Oniegin i kult pieniądza

"Eugeniusz Oniegin" - reż: Marek Weiss - Opera Bałtycka w Gdańsku

Romantyczne perypetie bohaterów opery "Eugeniusz Oniegin" stały się dla Marka Weissa pretekstem do rozważań na temat współczesnej moralności i kultu pieniądza.

Akcję pierwszych dwóch aktów dzieła Czajkowskiego reżyser buduje realistycznie, zgodnie z librettem opartym na fragmentach dramatu Puszkina, w XIX-wiecznej rosyjskiej wiosce. Dla śpiewaków odzianych w historyczne kostiumy (oprawa plastyczna - Jagna Janicka) tło stanowi umowna sceneria leśnej polany. W te sielskie rejony przyjeżdża zblazowany wielkomiejskim życiem Oniegin. Zakochuje się w nim Tatiana i prostodusznie wyznaje miłość. Oniegin odrzuca jej uczucia i adoruje na przekór narzeczoną Leńskiego - Olgę. Prowincjonalną atmosferę wiejskiego festynu, w trakcie którego odbywają się zaloty, podkreślają tańce - korowodowe pląsy wieśniaków w rytmie walca (choreografia - Izadora Weiss), a także parodystyczna choreografia tańca klasycznego. 

W tym momencie następuje realizacyjne cięcie i bohaterowie zostają przeniesieni w realia współczesnej, nowobogackiej Rosji. Sceny zaczynają nabierać tempa: w tej części akcja przebiega znacznie szybciej, reżyser sięga po estetykę kiczu, groteski, gra symbolami. Znakiem nowobogackiej Rosji jest m.in. gigantyczne jajo carskie Fabergé z miniaturką rafinerii w środku - ropa to czynnik nakręcający rosyjską gospodarkę. Wyświetlane są też wizualizacje ze złotymi rybkami, które mają symbolizować spełniające się życzenia. 

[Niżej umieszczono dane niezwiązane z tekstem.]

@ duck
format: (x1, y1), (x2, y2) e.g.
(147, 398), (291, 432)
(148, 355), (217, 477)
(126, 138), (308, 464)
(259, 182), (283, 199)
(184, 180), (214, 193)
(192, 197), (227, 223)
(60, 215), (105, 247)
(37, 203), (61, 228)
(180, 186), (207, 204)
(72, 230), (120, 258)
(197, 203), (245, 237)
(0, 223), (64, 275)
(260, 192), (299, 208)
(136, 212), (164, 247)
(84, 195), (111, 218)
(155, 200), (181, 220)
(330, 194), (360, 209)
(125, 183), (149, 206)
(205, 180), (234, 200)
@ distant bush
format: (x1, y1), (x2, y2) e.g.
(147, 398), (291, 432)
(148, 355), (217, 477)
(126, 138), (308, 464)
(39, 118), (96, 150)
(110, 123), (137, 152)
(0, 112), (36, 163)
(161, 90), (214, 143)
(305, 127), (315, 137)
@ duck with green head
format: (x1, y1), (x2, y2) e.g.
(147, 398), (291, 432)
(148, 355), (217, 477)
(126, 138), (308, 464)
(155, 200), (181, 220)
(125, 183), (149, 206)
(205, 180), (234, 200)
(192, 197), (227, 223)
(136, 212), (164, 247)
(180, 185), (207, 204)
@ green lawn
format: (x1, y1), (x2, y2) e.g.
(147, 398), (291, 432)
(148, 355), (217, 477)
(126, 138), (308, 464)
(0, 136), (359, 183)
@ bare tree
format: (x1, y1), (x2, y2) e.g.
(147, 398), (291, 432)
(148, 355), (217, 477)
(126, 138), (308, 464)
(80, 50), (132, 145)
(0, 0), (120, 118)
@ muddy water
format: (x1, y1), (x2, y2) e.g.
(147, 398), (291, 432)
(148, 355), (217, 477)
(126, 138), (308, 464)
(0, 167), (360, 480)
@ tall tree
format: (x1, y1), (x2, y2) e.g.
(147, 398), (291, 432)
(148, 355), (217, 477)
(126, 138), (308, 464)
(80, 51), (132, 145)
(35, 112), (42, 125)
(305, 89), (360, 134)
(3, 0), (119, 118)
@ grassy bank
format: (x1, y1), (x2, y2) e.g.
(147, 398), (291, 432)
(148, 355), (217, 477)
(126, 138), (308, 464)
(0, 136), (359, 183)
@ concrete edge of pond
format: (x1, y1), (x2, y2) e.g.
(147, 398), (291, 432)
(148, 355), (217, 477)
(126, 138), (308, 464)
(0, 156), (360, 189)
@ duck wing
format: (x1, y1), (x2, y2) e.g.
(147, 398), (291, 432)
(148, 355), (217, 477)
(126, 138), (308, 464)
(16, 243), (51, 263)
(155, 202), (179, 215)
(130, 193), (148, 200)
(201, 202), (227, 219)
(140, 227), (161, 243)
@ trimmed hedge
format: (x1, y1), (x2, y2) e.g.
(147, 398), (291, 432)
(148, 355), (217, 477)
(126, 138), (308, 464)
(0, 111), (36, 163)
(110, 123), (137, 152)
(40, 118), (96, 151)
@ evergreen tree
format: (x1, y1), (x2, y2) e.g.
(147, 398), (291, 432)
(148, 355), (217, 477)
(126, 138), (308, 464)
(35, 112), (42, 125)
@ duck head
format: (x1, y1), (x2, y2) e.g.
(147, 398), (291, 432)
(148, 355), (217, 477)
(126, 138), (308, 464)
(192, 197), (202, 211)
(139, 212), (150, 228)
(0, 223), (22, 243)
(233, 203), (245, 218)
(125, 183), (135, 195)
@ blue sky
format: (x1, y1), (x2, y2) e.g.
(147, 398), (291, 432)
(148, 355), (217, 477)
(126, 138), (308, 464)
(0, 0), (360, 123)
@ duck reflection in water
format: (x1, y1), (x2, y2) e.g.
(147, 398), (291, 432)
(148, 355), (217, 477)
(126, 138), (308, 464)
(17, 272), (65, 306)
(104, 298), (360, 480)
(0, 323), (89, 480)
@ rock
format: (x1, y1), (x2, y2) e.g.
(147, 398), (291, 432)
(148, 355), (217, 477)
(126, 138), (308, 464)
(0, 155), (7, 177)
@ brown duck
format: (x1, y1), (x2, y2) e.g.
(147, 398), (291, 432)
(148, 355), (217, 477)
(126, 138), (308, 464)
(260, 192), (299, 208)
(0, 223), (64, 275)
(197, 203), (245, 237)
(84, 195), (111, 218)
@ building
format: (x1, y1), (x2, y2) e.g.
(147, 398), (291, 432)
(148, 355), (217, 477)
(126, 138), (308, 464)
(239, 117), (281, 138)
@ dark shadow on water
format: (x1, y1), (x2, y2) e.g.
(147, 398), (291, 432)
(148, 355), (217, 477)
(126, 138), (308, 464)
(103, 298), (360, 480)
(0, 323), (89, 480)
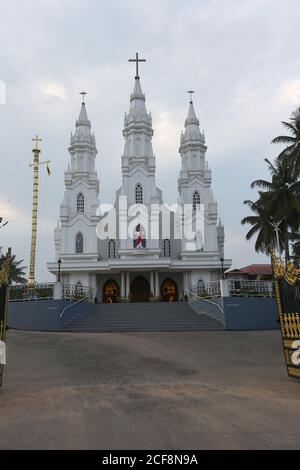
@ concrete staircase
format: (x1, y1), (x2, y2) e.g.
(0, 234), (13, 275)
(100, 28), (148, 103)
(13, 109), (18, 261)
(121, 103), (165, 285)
(62, 302), (224, 332)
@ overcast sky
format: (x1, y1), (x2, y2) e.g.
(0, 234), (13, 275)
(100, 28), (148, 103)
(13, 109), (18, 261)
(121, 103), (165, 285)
(0, 0), (300, 281)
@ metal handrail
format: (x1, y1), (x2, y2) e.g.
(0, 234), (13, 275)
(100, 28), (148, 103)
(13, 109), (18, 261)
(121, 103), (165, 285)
(59, 289), (97, 319)
(185, 289), (225, 314)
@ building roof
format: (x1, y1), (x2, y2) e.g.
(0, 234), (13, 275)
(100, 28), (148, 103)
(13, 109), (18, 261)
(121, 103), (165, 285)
(227, 264), (272, 276)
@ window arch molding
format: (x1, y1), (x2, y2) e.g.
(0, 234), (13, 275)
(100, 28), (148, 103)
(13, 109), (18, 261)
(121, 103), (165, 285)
(77, 192), (85, 214)
(135, 183), (144, 204)
(75, 232), (84, 255)
(164, 238), (171, 258)
(108, 240), (116, 259)
(193, 191), (201, 212)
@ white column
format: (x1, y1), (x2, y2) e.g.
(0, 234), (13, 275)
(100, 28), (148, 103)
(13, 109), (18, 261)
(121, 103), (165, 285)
(220, 279), (230, 297)
(154, 271), (160, 297)
(121, 273), (126, 297)
(126, 272), (130, 297)
(150, 271), (156, 296)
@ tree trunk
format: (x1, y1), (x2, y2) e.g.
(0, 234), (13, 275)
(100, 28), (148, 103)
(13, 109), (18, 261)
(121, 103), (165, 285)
(284, 222), (290, 267)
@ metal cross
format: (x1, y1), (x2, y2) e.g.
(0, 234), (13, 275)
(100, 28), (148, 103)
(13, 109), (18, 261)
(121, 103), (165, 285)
(79, 90), (87, 103)
(128, 52), (146, 78)
(31, 135), (43, 150)
(187, 90), (195, 103)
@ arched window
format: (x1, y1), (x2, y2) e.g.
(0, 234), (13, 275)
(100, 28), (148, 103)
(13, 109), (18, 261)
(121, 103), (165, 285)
(197, 279), (205, 294)
(108, 240), (116, 259)
(133, 224), (146, 248)
(164, 240), (171, 258)
(76, 232), (83, 254)
(193, 191), (201, 212)
(77, 193), (84, 213)
(135, 184), (144, 204)
(75, 282), (83, 295)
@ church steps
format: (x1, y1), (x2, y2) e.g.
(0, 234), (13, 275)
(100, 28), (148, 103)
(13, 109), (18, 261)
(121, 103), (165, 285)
(63, 303), (224, 332)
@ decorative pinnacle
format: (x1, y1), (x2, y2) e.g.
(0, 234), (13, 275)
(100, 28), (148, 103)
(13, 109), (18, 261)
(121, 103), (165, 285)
(79, 90), (87, 104)
(128, 52), (146, 80)
(187, 90), (195, 104)
(31, 135), (43, 150)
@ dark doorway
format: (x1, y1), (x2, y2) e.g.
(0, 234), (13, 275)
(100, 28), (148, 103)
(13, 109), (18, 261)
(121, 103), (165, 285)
(161, 278), (178, 302)
(130, 276), (150, 302)
(103, 279), (120, 304)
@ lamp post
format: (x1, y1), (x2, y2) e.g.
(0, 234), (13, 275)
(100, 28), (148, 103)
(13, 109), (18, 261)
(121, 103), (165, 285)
(0, 217), (8, 228)
(57, 259), (61, 282)
(220, 256), (225, 280)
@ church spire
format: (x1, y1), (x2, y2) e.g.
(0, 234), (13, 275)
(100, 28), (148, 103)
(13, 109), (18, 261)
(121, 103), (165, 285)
(123, 53), (154, 162)
(69, 91), (97, 171)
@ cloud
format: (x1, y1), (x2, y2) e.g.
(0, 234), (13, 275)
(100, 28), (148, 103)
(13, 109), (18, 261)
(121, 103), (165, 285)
(39, 81), (67, 103)
(0, 0), (300, 280)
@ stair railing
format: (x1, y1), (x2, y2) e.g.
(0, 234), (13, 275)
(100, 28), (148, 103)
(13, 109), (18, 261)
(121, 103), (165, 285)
(59, 289), (97, 319)
(185, 289), (225, 326)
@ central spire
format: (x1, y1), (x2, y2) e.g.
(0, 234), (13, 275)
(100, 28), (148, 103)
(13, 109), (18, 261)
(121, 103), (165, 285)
(128, 52), (146, 80)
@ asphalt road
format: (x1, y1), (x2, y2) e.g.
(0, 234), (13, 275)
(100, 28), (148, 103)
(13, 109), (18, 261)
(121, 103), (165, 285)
(0, 331), (300, 450)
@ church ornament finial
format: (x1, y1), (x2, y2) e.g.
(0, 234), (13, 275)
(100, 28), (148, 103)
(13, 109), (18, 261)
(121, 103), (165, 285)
(128, 52), (146, 80)
(187, 90), (195, 104)
(79, 90), (88, 104)
(31, 135), (43, 151)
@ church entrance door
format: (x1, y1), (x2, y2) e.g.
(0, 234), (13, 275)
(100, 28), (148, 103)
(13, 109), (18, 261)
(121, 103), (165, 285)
(103, 279), (120, 304)
(161, 278), (178, 302)
(130, 276), (150, 302)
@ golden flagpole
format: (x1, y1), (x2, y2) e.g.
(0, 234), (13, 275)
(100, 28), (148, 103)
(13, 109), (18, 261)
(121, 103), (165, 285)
(28, 135), (50, 288)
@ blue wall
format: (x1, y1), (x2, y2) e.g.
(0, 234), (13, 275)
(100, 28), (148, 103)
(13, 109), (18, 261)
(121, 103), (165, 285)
(7, 297), (279, 331)
(7, 300), (71, 331)
(223, 297), (279, 330)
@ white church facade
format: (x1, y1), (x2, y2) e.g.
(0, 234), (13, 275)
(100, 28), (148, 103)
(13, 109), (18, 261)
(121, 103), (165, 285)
(48, 59), (231, 302)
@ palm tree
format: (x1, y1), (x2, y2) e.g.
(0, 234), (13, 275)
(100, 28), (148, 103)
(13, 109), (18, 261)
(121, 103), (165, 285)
(0, 254), (27, 285)
(241, 193), (282, 255)
(272, 108), (300, 173)
(242, 157), (300, 262)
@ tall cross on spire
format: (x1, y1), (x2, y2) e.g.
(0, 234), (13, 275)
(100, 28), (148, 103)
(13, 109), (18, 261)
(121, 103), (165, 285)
(79, 90), (87, 104)
(31, 135), (43, 150)
(187, 90), (195, 104)
(128, 52), (146, 80)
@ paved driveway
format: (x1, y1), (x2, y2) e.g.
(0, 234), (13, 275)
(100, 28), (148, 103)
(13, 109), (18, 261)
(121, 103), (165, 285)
(0, 331), (300, 449)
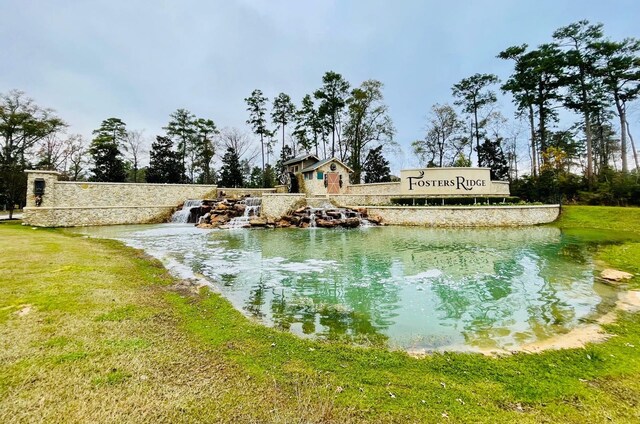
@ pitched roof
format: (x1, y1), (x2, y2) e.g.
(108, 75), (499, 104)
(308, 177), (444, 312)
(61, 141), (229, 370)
(300, 158), (353, 172)
(282, 153), (320, 166)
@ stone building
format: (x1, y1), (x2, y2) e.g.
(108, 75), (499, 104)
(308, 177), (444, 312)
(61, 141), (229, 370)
(284, 155), (353, 196)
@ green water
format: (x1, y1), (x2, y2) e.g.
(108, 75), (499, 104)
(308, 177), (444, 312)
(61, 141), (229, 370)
(76, 224), (617, 350)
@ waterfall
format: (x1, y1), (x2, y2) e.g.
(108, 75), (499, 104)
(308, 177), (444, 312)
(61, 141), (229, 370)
(306, 204), (375, 228)
(171, 199), (202, 224)
(226, 197), (262, 229)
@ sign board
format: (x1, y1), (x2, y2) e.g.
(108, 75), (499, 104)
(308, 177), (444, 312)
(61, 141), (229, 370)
(400, 168), (491, 196)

Choreografia pozostaje pastiszowa. Polski taniec narodowy - polonez na balu u Gremina - traktowany jest z przymrużeniem oka. Na scenę wkraczają też roznegliżowani przebierańcy w wyzywających strojach, którzy z kolei parodiują taniec modern. W ostatniej scenie "nawrócony" i zakochany Oniegin zostaje tym razem odrzucony przez Tatianę, która choć nadal go kocha, chce być wierna swemu mężowi. Reżyser wprowadza tu wbrew scenariuszowi postać Olgi na wózku inwalidzkim. Kalectwo, jakiego doznała na skutek poczynań Oniegina, pozwala Tatianie umocnić się w swojej decyzji. Ten obraz niezłomności zasad Tatiany, przedstawiony w ascetycznej scenografii, na tle rozerotyzowanej atmosfery odbywającego się wcześniej balu, powoduje, że przedstawienie staje się swego rodzaju dywagacją nad regresem współczesnej moralności, wywołanym kultem pieniądza i kulturą obrazkową. 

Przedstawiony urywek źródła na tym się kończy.